BNFC / bnfc

BNF Converter
http://bnfc.digitalgrammars.com/
578 stars 163 forks source link

Removal of zero-width matches in generated tree-sitter grammar files, preliminary implementation #475

Open chaserhkj opened 5 months ago

chaserhkj commented 5 months ago

Tree-sitter has a known limitation of not handling symbols that can match zero-width (a.k.a. "empty") strings. (Documented here) The only exception seems to be the start symbol.

However, in BNFC, zero-width matching symbols are supported and used in many examples and test cases. (e.g. The list macros in BNFC) It would be impractical to not support them in the tree-sitter backend.

It is possible to eliminate all zero-width matching symbols from a grammar: First, all symbols that could match zero-width need to be identified. Then these symbols can be converted to valid tree-sitter symbols by removing the RHS empty branches from its rules. Then all rules of the entire grammar need to be processed, wrapping all of the references to the aforementioned symbol with optional(..). Finally since the addition of optional(..) can populate zero-width-matching to other symbols, this needs to be done repeatedly until converging on a fixed point or the zero-width-matching is populated to the start symbol.
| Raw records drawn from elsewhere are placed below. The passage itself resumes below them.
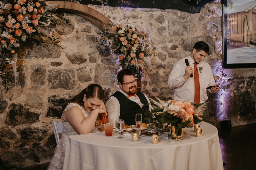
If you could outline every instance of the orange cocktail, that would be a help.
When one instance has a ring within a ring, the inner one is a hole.
[[[106,123],[104,124],[103,125],[104,126],[104,129],[105,129],[105,134],[106,136],[112,136],[114,124],[112,123]]]

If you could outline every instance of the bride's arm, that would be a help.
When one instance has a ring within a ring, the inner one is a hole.
[[[104,112],[106,111],[102,109],[96,108],[84,119],[81,109],[73,106],[63,112],[62,118],[65,121],[68,122],[78,133],[87,134],[92,129],[99,114]]]

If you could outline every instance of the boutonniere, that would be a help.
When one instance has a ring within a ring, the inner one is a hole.
[[[203,67],[199,67],[199,72],[200,73],[202,73],[201,72],[201,70],[203,70]]]

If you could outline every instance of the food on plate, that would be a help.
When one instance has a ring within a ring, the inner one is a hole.
[[[158,135],[159,132],[157,131],[151,131],[148,130],[141,130],[140,135],[145,135],[145,136],[151,136],[152,135]]]

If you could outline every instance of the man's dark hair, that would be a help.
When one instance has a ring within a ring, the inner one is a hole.
[[[133,73],[128,69],[124,69],[121,70],[117,74],[117,80],[119,83],[122,83],[124,82],[124,76],[125,75],[134,76]]]
[[[209,46],[204,41],[198,41],[196,42],[194,45],[192,49],[194,48],[196,49],[197,52],[200,51],[203,51],[207,53],[210,50]]]

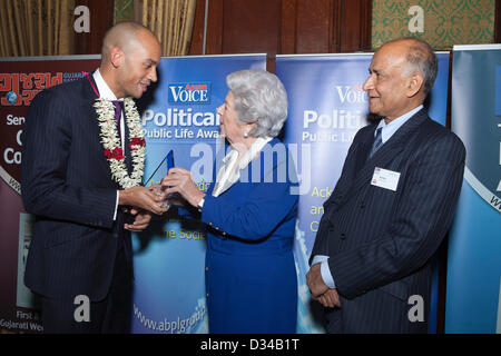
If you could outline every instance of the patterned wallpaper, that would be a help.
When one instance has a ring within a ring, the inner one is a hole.
[[[115,0],[114,23],[134,21],[134,0]]]
[[[436,50],[492,43],[495,0],[374,0],[372,48],[399,37],[419,37]]]

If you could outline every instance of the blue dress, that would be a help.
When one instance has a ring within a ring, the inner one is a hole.
[[[269,147],[273,158],[263,150],[232,187],[213,197],[213,184],[205,197],[209,333],[296,332],[297,180],[285,145]]]

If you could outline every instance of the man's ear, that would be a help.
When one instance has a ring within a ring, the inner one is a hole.
[[[407,79],[405,79],[405,95],[407,98],[414,97],[418,92],[420,92],[423,87],[424,78],[420,72],[412,72]]]
[[[109,53],[109,61],[111,62],[111,66],[118,68],[120,67],[122,60],[124,60],[124,52],[121,51],[121,49],[118,47],[111,48]]]

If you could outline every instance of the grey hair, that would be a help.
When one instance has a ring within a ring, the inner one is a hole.
[[[256,123],[253,137],[276,137],[287,119],[287,92],[281,80],[261,69],[235,71],[226,77],[234,96],[237,120]]]
[[[433,49],[425,41],[419,38],[404,38],[402,40],[410,40],[412,43],[409,47],[409,52],[405,59],[409,63],[404,77],[409,77],[413,71],[418,71],[423,76],[423,93],[428,96],[433,88],[436,79],[439,65]]]

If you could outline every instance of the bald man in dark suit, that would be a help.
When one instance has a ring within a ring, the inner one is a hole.
[[[157,80],[159,60],[156,37],[121,22],[104,39],[98,70],[31,102],[21,186],[37,219],[24,280],[41,296],[46,333],[129,329],[130,231],[148,226],[149,211],[164,211],[161,198],[140,186],[144,140],[131,98]]]
[[[454,216],[465,159],[461,140],[423,108],[436,69],[418,39],[385,43],[372,59],[363,89],[381,121],[353,140],[307,274],[330,333],[428,332],[430,259]]]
This PR implements a preliminary version of the above-described algorithm. The converging process is not done yet and currently, it only handles simple cases of zero-width-matching where there is only one layer of matching. It should be sufficient enough for most cases like the list-related internal macros provided in BNFC.

andreasabel commented 1 month ago

Thanks, @chaserhkj! Sorry for the delay, I was busy teaching in early Spring, and then lost track of this PR.

I gave the testing a try but it seems like most (all?) of the tree-sitter tests fail.

What would be the way to use this backend? Could you write some backend documentation at https://github.com/BNFC/bnfc/blob/master/docs/user_guide.rst ? Proposed content:

Also, we need some CHANGELOG entry.

andreasabel commented 1 month ago

So it seems that the fix here is not complete, e.g. with CF file

separator Integer "  "

and the grammar.js generated by bnfc --tree-sitter ...

$ tree-sitter generate ./grammar.js 
The rule `list_token_Integer` matches the empty string.

Tree-sitter does not support syntactic rules that match the empty string
unless they are used only as the grammar's start rule
chaserhkj commented 1 month ago

Sorry I wasn't able to look at this again in the past few months and I kinda forgot where I was.

I think I at least implemented the simplest cases, but I might be wrong. I might not have the immediate time to work on this, but I'll see if I could get back to this (and the documentations) in one week or two.